The consultation paper discussed five broad topics and included 33 questions for stakeholders to consider and provide a response. Given the breadth of the consultation, it is no surprise that many of the initiatives are not current priorities for the CSA.

Of note, the CSA will not (at this time) be pursuing a policy project in respect of the following initiatives:

  • Reducing the audited financial statement requirements for an IPO prospectus from three to two years. Several stakeholders supported this initiative on the basis that the third year of financial results is not material to investors and that the change would more closely align the CSA’s rules with the U.S. requirements for emerging growth companies. Notwithstanding this feedback, the CSA is not pursuing this initiative at this time.

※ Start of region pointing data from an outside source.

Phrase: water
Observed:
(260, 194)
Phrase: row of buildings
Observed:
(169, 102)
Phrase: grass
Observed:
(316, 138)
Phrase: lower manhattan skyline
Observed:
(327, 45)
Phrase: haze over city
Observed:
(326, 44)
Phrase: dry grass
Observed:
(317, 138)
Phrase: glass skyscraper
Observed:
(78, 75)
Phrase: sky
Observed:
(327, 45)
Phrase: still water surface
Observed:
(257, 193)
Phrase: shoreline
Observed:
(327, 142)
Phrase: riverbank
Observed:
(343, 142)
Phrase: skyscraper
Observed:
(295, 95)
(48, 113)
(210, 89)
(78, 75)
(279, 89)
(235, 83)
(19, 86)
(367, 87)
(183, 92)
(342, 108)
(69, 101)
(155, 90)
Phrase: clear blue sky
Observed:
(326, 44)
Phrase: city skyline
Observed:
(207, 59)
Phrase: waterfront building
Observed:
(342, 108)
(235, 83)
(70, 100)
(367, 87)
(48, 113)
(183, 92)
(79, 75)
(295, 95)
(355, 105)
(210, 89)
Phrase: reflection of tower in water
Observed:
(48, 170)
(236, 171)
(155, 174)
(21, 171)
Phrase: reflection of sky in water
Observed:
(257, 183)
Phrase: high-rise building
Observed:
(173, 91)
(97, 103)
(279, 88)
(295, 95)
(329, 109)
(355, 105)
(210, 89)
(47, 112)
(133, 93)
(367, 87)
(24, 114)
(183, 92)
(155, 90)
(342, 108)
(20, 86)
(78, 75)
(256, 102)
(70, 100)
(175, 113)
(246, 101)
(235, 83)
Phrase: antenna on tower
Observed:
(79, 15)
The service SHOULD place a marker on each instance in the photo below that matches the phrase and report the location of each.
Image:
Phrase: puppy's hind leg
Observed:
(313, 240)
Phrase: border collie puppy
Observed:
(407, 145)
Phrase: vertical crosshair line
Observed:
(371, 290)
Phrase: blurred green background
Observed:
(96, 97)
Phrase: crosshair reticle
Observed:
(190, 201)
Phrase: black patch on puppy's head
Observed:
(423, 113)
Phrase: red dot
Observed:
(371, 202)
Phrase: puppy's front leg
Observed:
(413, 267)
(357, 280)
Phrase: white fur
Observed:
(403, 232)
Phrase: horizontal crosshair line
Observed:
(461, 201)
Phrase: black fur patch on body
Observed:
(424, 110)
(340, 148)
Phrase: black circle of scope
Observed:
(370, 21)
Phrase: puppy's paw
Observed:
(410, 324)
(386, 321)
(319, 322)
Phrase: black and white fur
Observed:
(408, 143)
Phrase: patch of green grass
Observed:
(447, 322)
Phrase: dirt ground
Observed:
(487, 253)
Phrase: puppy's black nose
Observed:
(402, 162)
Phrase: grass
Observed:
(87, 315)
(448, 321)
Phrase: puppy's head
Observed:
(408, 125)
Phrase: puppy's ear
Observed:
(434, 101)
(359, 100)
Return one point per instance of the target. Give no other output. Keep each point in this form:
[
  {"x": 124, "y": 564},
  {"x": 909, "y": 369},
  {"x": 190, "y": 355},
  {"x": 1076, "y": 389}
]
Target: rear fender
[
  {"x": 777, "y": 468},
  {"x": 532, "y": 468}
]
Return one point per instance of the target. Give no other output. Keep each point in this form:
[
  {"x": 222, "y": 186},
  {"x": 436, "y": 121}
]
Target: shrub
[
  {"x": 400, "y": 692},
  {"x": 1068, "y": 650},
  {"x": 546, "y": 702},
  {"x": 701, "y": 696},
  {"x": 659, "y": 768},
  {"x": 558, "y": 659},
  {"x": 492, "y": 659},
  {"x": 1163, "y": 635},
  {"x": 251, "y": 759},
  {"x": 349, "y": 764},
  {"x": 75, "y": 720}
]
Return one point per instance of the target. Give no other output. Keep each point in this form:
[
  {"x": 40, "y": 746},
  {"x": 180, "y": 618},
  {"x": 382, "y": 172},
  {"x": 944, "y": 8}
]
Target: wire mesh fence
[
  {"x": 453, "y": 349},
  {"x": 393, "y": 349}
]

  • Facilitating cross-border offerings. Certain members of the CSA have adopted local rules to deal with distributions outside the province or Canada. Given the patchwork of legislation that currently exists across the country, we have urged the CSA on several occasions to adopt a modern and harmonized approach to the regulation of offerings and resales of securities outside Canada. To this end, in June 2017, the CSA published proposed amendments to National Instrument 45-102, Resale of Securities, intended to liberalize the resale of securities of foreign issuers through an offshore market. Although the comment period ended in the fall of 2017, market participants continue to await a further update from the CSA on the progress of the initiative. Further, the CSA has not indicated whether it will pursue a national instrument covering offshore offerings.
  • Amending the pre-marketing/marketing regime. We and other commenters on the consultation paper noted that the rules surrounding the pre-marketing/marketing regime are overly strict. In our view, many of these rules are difficult for issuers and their advisers to adhere to. We made several recommendations to the CSA to further liberalize these rules, including expanding the context of a standard term sheet, expanding and clarifying the exceptions for U.S. cross-border offerings, and modifying the requirement that all information in a standard term sheet or marketing materials be disclosed in or derived from information in the applicable prospectus. We continue to be of the view that the pre-marketing/marketing regime can benefit from further amendments and clarifications and that the CSA should consider initiating a policy project to further review this regime.